Dr. Martin Luther King Jr. Tributes

Some of the Black Cultural Center's longest-standing events include Dr. Martin Luther King Jr. tributes and Black History Month programming. In organizing such events, the Black Cultural Center built on the legacy of the Black Student Organization and historically Black greek organizations on campus, which planned Martin Luther King Jr. commemorative events and Black History Month programming decades before the founding of the Center.

Clipping on 1990 Black History Month events. Includes an article on an exhibition of portraits of Jazz musicians and a schedule of three lectures. The article and schedule was published in The Oracle on February 9, 1990.

Black History Month

The Black Cultural Center's Black History Month celebrations have their roots in Carter G. Woodson's advocacy for the study of Black culture and history in the United States. In 1915, African Americans held a three-week-long exhibition of Black history in Washington, D.C., in recognition of the 50th year anniversary of the end of the Civil War and emancipation.
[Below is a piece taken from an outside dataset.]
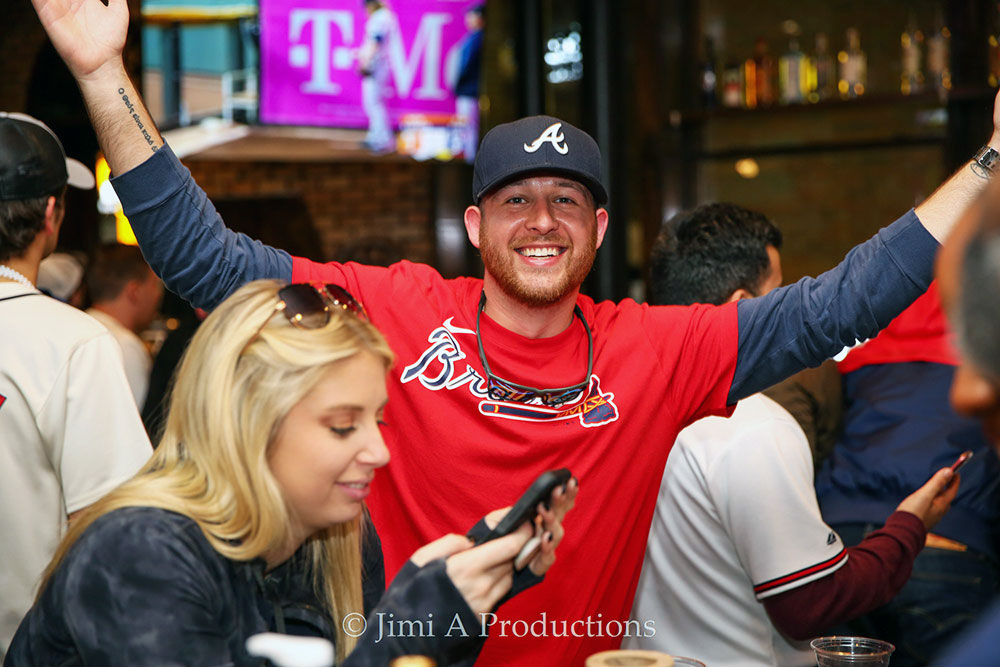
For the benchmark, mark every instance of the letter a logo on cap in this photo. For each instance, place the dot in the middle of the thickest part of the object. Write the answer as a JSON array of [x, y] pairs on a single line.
[[551, 135]]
Woodson contributed a display at the event and was motivated to create the Association of the Study of Negro Life and History (ASNLH) as a result of his participation. Woodson's fraternity, Omega Psi Phi, created and publicized the first Negro History and Literature Week in 1924 at Woodson's request. The ASNLH took over the organizing of Negro History Week for February 1926. Beginning with 1926, the Association publicized an annual theme that local organizations took up to create their own Negro History Week events.

The week grew into a month-long event at different times in different locations. African Americans started the month-long celebration in West Virginia in the 1940s. Black student organizations at universities began instituting Black History Month on campuses in the 1960s. The ASNLH formally adopted Black History Month in 1976.

Source:  Daryl Michael Scott, "Origins of Black History Month," Association for the Study of African American Life and History, 2011, https://asalh.org/about-us/origins-of-black-history-month/

Black History & Culture All Year Long

Like the founders of Black History Month, the Black Cultural Center did not see the need for awareness of Black culture and history as limited to one month. The Center held celebrations of Black art, literature, music, and history throughout the year.